Le grand nuage de fumée est retombé. L'incendie couve encore ici ou là, quelques reprises de feu sont encore observées, mais sous étroite surveillance. Le temps de l'urgence absolue semble derrière nous. Reste un immense paysage de cendres, des tourbières calcinées et des arbres roussis à perte de vue. Des cicatrices qui mettront des décennies à s'effacer.

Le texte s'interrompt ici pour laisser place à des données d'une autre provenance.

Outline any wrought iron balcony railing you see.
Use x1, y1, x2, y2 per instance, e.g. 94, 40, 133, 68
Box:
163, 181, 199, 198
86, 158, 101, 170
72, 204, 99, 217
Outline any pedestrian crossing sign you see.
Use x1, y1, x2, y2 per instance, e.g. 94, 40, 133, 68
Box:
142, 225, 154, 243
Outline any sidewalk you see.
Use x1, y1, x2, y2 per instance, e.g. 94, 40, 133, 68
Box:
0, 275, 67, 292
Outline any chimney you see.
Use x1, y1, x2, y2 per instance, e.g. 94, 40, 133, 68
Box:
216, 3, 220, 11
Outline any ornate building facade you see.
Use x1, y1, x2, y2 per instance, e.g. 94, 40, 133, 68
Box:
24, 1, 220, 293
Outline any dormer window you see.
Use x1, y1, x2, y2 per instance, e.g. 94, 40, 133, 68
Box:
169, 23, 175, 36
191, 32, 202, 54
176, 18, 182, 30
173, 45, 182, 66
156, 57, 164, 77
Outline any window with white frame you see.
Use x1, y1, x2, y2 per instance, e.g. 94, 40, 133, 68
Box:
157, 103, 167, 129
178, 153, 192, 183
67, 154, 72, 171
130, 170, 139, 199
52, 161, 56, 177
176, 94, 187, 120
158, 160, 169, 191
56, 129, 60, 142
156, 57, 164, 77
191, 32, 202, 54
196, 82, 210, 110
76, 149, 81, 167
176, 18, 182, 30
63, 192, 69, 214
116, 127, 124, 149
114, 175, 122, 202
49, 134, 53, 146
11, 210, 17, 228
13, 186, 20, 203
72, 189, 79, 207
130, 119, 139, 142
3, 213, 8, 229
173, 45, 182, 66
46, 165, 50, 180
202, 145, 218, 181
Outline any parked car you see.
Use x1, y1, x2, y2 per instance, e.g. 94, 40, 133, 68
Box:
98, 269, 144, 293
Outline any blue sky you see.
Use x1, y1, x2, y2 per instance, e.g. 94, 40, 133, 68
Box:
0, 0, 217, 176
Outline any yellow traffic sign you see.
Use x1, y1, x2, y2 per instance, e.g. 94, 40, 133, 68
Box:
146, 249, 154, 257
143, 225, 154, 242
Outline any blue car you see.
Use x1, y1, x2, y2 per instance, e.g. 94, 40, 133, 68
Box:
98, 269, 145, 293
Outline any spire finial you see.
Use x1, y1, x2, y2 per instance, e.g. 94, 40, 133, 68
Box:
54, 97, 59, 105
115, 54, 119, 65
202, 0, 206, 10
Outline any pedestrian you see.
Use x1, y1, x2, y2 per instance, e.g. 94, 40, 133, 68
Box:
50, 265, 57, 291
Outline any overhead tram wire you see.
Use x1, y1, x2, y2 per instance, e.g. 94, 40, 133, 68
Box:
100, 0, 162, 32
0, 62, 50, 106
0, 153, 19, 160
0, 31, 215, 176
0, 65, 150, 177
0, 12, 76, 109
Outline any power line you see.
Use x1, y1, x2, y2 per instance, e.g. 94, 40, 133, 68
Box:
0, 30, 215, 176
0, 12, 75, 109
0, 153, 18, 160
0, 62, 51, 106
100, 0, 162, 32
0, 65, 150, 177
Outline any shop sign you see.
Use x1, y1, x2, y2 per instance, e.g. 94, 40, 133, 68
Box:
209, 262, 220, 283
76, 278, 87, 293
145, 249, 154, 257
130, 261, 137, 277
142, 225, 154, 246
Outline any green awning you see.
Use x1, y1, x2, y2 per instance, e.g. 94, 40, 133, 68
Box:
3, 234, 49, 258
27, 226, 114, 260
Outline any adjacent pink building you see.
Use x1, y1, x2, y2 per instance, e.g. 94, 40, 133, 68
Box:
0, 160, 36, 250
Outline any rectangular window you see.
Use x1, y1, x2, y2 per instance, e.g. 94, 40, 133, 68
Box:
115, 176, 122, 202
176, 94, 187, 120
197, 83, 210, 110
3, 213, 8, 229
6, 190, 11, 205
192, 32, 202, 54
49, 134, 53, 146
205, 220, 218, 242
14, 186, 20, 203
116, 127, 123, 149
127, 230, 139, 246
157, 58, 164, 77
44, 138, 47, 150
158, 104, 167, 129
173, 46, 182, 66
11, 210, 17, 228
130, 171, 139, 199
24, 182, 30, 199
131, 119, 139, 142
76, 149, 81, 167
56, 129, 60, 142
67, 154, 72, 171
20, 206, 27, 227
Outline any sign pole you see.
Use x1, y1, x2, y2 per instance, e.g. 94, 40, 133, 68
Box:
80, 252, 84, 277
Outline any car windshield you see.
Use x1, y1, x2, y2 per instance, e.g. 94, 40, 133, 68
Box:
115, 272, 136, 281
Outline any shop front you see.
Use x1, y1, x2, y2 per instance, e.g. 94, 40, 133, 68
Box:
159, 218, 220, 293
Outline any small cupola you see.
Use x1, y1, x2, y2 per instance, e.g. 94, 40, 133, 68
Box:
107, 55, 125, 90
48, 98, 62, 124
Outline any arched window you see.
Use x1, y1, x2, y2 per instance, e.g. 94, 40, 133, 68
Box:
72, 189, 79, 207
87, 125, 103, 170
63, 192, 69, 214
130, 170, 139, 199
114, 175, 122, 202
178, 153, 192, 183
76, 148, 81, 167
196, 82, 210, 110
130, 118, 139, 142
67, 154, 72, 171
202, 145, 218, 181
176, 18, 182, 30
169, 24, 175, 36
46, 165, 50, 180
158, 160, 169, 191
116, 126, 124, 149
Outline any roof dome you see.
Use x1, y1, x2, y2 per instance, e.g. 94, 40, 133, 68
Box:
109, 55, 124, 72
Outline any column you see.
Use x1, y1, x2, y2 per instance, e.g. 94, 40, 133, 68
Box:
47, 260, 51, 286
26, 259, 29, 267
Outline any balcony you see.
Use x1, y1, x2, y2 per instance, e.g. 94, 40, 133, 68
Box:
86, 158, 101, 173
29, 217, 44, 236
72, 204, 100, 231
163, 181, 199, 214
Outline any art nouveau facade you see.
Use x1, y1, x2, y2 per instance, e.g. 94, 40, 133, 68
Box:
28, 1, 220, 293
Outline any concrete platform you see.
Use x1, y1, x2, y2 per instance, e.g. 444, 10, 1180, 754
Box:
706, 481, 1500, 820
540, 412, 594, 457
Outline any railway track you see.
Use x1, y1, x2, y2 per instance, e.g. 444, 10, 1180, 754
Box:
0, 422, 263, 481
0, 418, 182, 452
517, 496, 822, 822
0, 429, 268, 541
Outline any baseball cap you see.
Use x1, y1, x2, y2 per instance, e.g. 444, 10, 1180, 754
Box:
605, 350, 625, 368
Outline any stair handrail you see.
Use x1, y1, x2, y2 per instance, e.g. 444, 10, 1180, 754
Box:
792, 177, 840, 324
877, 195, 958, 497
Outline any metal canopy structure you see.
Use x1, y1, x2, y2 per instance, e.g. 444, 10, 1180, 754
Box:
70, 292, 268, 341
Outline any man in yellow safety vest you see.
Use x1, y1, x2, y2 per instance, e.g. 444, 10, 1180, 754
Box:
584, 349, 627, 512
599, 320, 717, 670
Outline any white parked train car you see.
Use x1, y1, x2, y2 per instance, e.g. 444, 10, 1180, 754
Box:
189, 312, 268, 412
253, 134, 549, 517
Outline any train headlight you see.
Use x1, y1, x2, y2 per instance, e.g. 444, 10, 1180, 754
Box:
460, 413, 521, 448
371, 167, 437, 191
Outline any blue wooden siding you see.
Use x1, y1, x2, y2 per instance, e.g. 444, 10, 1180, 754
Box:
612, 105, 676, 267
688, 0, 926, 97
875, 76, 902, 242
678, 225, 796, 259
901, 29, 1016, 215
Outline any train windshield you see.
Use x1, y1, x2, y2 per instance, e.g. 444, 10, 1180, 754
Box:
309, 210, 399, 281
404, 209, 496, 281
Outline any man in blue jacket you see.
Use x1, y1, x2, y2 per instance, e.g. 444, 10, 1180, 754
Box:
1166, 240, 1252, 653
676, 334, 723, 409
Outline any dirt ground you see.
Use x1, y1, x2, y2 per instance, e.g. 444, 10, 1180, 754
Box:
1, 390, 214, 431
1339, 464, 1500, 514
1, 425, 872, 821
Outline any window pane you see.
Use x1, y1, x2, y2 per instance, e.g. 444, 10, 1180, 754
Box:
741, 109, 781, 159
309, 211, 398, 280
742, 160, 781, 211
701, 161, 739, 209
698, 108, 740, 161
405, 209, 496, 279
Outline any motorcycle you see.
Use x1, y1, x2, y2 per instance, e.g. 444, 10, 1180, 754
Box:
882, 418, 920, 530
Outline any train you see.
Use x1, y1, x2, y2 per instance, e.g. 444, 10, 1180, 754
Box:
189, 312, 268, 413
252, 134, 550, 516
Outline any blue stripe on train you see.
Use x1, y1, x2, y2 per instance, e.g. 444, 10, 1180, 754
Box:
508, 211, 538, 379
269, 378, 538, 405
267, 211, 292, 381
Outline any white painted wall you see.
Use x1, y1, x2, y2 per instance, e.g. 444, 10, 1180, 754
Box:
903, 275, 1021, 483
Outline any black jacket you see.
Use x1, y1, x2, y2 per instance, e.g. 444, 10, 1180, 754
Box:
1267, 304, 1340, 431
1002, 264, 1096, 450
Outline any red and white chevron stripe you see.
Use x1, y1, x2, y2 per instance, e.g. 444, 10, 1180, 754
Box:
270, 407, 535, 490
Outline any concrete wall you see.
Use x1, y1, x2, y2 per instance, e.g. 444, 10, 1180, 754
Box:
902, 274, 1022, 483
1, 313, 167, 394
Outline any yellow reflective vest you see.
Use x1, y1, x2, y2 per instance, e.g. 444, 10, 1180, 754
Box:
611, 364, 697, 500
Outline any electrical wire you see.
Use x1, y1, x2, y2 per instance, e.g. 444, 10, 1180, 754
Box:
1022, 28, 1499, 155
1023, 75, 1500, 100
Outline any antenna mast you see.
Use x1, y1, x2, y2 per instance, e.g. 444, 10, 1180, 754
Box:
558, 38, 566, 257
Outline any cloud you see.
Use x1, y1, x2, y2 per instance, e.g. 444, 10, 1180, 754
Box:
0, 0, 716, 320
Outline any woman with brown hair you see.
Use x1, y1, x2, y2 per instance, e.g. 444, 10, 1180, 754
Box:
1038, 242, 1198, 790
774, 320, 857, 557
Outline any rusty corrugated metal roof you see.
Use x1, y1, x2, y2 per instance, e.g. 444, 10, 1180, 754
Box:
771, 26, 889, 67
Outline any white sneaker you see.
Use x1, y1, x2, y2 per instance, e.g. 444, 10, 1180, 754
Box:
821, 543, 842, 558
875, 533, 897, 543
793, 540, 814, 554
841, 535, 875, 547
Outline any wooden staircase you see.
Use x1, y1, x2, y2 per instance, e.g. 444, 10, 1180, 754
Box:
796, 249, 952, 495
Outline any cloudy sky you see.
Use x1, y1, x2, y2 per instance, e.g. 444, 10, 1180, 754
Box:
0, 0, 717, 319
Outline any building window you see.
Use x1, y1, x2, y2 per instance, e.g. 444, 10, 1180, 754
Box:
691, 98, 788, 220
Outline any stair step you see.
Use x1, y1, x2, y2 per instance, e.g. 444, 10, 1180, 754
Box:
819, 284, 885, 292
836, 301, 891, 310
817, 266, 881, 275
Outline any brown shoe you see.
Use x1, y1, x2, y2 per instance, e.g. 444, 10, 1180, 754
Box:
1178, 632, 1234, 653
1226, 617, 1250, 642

Place, désormais, à l'enquête. Les premiers éléments commencent à émerger. Le parquet de Liège a ouvert une information judiciaire pour incendie involontaire. Selon les premières constatations, le feu aurait été déclenché accidentellement par un engin agricole qui fauchait une parcelle pour le compte de la DNF, l'administration wallonne chargée – ironie cruelle – de protéger les réserves naturelles et leur biodiversité. Quelle que soit l'issue de l'enquête judiciaire, qui prendra encore des semaines, voire des mois, les responsables politiques ne pourront faire l'économie d'une remise en question. Car, quelques jours avant le départ des flammes, tous les signes précurseurs d'un possible embrasement étaient identifiés. La canicule et la sécheresse avaient, semaine après semaine, transformé la région en véritable poudrière.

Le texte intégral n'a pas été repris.